For a season, we hosted five families on a rotating basis – to share laughs and food and mommy drinks while the kids, ranging in age from fresh-out-the-womb to five, ran around us in a sugar-induced, sticky-fingered blur.
As time went by, we made more friends in rom-com, meet-cute ways – like the morning on the street corner at the Santa parade – and the Happy Hour Play Dates got bigger.
I love the way new people come into our lives in the weirdest ways, like when a lovely human whose husband I didn’t kiss in high school showed up in my inbox like an early Christmas present, then told me she was going away for year. (Not to prison, but to travel the world. We’re gonna be pen pals.)

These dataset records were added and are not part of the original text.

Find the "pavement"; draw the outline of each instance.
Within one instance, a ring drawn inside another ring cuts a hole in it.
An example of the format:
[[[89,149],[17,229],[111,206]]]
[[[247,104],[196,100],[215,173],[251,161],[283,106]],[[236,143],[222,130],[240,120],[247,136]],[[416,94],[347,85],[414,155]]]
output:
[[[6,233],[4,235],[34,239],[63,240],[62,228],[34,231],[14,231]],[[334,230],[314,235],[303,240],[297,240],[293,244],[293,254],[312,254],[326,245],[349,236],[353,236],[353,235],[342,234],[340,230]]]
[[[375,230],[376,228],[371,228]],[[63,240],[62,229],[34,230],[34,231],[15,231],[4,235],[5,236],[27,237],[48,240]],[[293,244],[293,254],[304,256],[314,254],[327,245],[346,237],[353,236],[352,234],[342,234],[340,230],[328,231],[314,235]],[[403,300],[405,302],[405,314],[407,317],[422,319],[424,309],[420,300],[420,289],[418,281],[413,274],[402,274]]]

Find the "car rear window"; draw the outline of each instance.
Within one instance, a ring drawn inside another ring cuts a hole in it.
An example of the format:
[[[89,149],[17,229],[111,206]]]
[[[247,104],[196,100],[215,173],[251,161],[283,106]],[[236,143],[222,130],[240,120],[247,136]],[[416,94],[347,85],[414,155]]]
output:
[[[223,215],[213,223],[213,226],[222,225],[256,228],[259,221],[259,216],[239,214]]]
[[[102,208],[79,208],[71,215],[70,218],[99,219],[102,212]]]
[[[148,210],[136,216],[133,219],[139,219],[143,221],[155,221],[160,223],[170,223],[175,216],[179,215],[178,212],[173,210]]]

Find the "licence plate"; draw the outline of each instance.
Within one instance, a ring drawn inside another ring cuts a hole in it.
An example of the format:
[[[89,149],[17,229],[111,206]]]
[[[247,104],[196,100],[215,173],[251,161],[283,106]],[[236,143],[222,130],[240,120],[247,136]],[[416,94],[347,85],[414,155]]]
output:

We’ve all had more babies, and lost some. We’ve gotten new jobs. We’ve gone back to school. We’ve moved into new houses. We’re doing life together.
These are the friends who bring lasagna when you’re pregnant and your husband has to hold you upside down in a headstand at four in the morning because you can’t pee and you come home from the E.R. with a catheter just in time for your older son’s birthday weekend. They’re the friends who secretly drop things in your mailbox or at your front door, whether it’s wine or diapers or a personalized ornament with everybody’s name on it every Christmas. The ones who host New Year’s at the last minute because you just had a miscarriage and they know it’s your favorite holiday.
These are the friends who come over if you tell them something’s wrong, and know that you need them even when you don’t. The ones who take your kid to jiujitsu because your husband’s away and you can’t do it all by yourself. The ones who cry with you on the carpet when you feel like the world is falling apart, and pull you up off the floor with pizza and good advice. The friends who sit with you on the roof like schoolgirls – one foot out the window, but all the way in your life – and tell you their secrets as the sun goes down.
These friends are stars, twinkling in the night sky and shining like the golden sun even when they’re as exhausted as you are. You can tell them anything, because they’re walking this journey right beside you, and they’ve been there, too.
So hold on to your mom friends, because, as far as I can tell, we’re gonna be moms long after our kids stop climbing into our beds all hours of the night and can finally use the toilet on their own.
And it’s nice to feel needed … but it’s even nicer to be there for a friend who needs you.